| Nicholas Kristof hit one out of the park today in the New York Times: Deputy "Secretary of Food". He writes about his hopes that Chuck Hassebrook will be appointed as Deputy Secretary of Agriculture - a hope that I share.
One of those whom I did suggest is Chuck Hassebrook, a Nebraskan ag expert who has long called for reforms and argued that the high limits on farm payments encourage consolidation in agriculture at the expense of the family farm. So I was delighted to hear that Vilsack was considering Hassebrook to be his deputy: That was a credit to Vilsack's willingness to think outside the box and reach out to critics.
But now apparently some senators - such as Kent Conrad from North Dakota - have protested ferociously and Hassebrook may not be chosen.

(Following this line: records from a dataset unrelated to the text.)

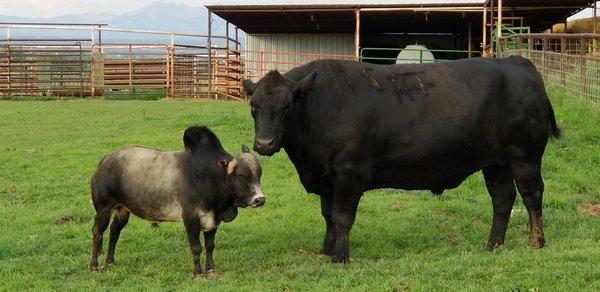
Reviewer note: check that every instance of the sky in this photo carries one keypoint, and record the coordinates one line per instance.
(51, 8)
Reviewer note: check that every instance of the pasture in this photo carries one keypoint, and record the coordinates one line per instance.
(400, 241)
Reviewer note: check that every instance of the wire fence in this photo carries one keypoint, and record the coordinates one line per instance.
(568, 62)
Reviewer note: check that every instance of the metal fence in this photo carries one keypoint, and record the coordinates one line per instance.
(88, 67)
(569, 62)
(49, 68)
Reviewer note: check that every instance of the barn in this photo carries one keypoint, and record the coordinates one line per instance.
(285, 35)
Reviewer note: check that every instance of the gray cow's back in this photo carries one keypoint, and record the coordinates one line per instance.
(150, 181)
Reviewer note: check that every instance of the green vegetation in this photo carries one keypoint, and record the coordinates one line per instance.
(584, 25)
(401, 240)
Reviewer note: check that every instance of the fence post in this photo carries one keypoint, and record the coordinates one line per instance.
(563, 50)
(168, 73)
(93, 72)
(583, 68)
(130, 69)
(262, 64)
(544, 57)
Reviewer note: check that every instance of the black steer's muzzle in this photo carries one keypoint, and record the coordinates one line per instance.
(265, 146)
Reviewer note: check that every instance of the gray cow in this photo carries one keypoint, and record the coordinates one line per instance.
(201, 186)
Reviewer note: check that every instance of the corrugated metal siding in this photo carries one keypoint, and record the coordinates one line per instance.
(282, 51)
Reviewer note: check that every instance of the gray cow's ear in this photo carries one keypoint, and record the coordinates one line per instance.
(306, 83)
(249, 86)
(245, 149)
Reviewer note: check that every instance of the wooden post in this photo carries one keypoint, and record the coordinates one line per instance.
(209, 52)
(168, 83)
(130, 69)
(544, 61)
(237, 41)
(563, 51)
(492, 28)
(357, 34)
(594, 24)
(484, 32)
(499, 26)
(583, 64)
(469, 41)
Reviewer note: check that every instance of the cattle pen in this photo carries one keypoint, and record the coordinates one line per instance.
(184, 65)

Here's what confuses me. Obama has stated on the campaign trail and once in office that he's for payment limitations on commodity subsidies. I believe the amount everyone's discussed is a limit of $250,000 per farm. In the last farm bill this was debated but the amendment (proposed by Byron Dorgan and Chuck Grassley) narrowly failed. So, Obama is for this. Chuck Hassebrook is for this too.
Well, what are Hassebrook's opponents' big problem with him? He's for payment limitations on commodity subsidies - JUST LIKE OBAMA. Seems to me it would be crazy for Obama to dismiss Hassebrook as a "controversial" choice because he shares the very same "controversial" views that Obama campaigned on!
Also important to note: None of the other candidates for Deputy Secretary are reformers like Chuck. Obama promised us change. Will he give us change at the USDA or not?